Libya oil purchases: talks at initial phase but Libya showing good will

Talks on oil and gas purchases from Libya at favourable rates are at an early stage, but Libya is showing good will, Finance Minister Tonio Fenech told The Sunday Times.

Mr Fenech was contacted after the Libya Herald reported he held meetings with the Libyan Undersecretary at the Ministry of Oil and Gas, Umar Shakmak, and the chairman of the National Oil Corporation.

A cautious Mr Fenech emphasised that discussions were still in their early stages, but the Libyan transitional government was showing strong signs of goodwill to strike a deal.

The meetings come amid a 12 per cent spike in oil prices to reach $124 a barrel, primarily as a result of rising tensions between the West and Iran.

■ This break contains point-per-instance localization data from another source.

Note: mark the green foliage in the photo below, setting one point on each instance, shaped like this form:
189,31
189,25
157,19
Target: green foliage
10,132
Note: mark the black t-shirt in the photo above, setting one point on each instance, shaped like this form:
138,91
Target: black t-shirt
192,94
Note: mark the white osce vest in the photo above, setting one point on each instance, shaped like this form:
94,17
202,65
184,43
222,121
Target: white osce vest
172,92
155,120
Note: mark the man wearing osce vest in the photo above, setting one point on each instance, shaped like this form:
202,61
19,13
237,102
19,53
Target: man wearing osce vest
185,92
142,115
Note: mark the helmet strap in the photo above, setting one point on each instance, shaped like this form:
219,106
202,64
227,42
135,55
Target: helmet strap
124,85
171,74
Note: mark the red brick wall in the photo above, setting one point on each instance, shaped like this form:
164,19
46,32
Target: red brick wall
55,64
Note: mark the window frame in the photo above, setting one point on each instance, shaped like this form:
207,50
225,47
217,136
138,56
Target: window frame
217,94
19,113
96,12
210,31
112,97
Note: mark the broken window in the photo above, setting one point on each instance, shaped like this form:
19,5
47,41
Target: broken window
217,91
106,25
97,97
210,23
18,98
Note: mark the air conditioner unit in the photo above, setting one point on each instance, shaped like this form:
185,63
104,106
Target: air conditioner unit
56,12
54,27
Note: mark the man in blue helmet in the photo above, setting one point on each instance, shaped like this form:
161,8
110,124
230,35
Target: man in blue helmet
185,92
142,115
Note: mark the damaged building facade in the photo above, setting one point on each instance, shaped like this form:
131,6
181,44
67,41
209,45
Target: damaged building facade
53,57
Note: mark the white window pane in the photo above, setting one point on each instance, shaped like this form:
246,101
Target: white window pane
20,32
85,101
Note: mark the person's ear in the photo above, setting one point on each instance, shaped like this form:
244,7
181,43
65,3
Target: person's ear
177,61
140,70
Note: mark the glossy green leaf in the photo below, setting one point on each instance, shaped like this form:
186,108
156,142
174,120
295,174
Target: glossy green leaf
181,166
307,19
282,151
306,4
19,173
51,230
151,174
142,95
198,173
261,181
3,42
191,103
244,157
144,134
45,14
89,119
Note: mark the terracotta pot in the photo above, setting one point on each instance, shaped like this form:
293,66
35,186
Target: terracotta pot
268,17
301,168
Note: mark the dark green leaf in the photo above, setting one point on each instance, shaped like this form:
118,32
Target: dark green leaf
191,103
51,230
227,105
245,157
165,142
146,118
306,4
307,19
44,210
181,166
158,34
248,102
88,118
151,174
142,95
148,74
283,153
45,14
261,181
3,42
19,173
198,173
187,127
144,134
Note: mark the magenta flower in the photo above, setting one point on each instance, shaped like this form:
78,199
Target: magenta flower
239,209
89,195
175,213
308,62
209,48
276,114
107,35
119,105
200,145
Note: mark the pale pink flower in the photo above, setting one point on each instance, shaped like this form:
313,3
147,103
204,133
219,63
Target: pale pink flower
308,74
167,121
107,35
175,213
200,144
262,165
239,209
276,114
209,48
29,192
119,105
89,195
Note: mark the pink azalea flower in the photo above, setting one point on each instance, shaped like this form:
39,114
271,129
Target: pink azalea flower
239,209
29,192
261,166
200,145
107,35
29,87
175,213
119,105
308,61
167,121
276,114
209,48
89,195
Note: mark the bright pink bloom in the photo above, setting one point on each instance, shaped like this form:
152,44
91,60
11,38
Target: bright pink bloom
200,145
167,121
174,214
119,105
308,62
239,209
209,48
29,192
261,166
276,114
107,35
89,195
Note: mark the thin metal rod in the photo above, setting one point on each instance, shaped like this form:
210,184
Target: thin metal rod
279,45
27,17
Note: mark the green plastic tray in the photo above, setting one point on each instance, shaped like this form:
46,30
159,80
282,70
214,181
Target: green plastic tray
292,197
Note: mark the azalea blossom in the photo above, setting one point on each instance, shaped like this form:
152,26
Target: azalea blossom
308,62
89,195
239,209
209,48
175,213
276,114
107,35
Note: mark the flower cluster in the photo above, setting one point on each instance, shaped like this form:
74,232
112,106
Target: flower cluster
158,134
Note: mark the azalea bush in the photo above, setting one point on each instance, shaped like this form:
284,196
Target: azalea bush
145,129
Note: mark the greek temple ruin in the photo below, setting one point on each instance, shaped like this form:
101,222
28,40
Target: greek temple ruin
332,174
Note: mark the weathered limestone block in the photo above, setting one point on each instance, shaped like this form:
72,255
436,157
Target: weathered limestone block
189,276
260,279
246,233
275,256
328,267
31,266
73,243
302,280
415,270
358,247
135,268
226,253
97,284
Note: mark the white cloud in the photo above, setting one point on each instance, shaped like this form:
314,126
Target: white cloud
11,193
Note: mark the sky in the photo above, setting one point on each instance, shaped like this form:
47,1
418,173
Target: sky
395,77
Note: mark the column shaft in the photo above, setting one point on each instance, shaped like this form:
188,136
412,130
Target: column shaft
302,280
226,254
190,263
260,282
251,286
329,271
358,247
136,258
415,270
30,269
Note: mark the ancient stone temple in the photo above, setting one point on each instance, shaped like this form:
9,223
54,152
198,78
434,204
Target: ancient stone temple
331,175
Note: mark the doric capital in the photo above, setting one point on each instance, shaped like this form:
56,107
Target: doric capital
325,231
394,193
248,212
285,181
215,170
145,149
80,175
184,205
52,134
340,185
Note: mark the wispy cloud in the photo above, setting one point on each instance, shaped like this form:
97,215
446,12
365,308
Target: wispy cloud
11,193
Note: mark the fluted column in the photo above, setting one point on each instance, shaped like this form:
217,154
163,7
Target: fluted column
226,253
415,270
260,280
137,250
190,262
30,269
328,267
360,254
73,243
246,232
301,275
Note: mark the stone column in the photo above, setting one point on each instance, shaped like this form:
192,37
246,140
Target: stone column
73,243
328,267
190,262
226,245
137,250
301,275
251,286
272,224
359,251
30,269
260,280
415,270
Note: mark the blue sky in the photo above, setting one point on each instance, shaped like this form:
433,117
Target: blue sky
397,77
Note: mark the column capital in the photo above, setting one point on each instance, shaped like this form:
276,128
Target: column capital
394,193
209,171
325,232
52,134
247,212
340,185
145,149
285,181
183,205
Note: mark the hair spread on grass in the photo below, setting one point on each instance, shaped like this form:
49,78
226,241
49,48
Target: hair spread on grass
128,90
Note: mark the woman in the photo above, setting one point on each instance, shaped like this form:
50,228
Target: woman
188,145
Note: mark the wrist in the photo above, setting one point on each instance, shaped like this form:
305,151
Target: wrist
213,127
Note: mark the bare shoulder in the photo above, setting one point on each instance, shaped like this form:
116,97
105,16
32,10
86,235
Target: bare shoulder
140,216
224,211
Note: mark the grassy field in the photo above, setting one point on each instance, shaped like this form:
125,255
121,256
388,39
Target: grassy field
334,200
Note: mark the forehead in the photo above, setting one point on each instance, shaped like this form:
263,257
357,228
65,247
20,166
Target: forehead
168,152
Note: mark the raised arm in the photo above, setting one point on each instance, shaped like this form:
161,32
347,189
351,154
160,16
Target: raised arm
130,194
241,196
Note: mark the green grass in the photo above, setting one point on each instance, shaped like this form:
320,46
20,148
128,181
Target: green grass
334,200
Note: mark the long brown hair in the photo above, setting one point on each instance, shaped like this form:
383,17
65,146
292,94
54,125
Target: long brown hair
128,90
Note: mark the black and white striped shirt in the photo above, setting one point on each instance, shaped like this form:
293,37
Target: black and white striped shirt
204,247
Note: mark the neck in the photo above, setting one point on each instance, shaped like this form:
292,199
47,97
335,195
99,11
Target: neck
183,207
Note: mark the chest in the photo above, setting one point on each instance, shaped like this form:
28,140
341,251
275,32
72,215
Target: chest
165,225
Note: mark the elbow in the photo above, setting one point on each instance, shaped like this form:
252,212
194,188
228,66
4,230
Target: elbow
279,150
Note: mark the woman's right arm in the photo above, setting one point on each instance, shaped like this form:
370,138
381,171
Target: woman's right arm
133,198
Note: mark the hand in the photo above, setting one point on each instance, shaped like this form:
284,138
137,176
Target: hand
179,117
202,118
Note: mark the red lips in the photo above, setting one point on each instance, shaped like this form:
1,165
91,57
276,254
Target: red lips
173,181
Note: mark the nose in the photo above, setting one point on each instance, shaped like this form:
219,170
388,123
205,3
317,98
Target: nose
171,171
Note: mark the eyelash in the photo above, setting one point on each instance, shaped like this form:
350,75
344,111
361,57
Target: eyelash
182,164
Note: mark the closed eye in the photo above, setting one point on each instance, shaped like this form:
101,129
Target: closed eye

“The huge volatility in the markets is pushing prices up and putting immense pressure on industry and households. We have to look at alternatives which can give us price stability to maintain a sound economy. For us, it’s the number one concern,” Mr Fenech said.

Discussions with Libya so far have concentrated on the possibility of obtaining more stability on oil prices, even if they are regulated to a large extent by OPEC.

“We’ve been in talks with Libya for years, but during the Gaddafi regime it was mostly talk and no action. This time there seems to be a genuine willingness to help, maybe because Libya really acknowledges the help we gave (during the crisis),” the minister said.

According to the NTC website, Shakmak suggested during the joint meeting that a Maltese technical team be appointed to discuss the matter with specialists from the National Oil Corporation.

Malta will be studying the compatibility and quality of the oil which could be provided by Libya as well as the cost of refining it, Mr Fenech said.

The government currently buys its oil from different sources every two months with only 20 per cent of it hedged at $99 a barrel.

Amid constant laments about electricity and fuel prices, Mr Fenech insisted the government was absorbing some 30 to 40 per cent of the additional cost of the current electricity tariffs.

“It would be an economic catastrophe if we charged consumers for the actual price of oil. We are waiting and hoping that the Iran situation calms down so we can hedge at a favourable price,” he said.

The government was “seriously looking” at using gas alternatives but the investment to set up the necessary infrastructure was massive, Mr Fenech said.

The cost of building a pipeline to Europe would only be viable if the EU offered to part-finance it. This is being discussed in thecontext of the post 2013 EU financial perspectives currently being negotiated.

The other alternative would be to build a gas terminal, but Mr Fenech said its size would practically eclipse Delimara. A third option would be to ship the gas, which is roughly estimated to cost as much as building a gas pipeline.

“In any case, a gas pipeline cannot be made available within at least three years, requiring also a source of gas that is secured, and that is the aim of such discussions,” said Mr Fenech, rejecting the Labour Party’s claims that Malta should immediately switch to gas.

While pointing out that the extension to the power station could run on gas in future, Mr Fenech called on critics to realise the need for an intermediary solution until the gas structure is built.

“Do we leave the island without power in the meantime?” he said.

Meanwhile, the Labour Party yesterday lambasted the gas price hike announced by Liquigas – a private company – on Thursday, saying it showed the way the government was ignoring the middle class and failed to protect the weak.

A 12kg gas cylinder now sells at €19.70, up from the €18 increase announced in January, which according to Liquigas is the result of an increase in the price of butane and the strength of the dollar against the euro.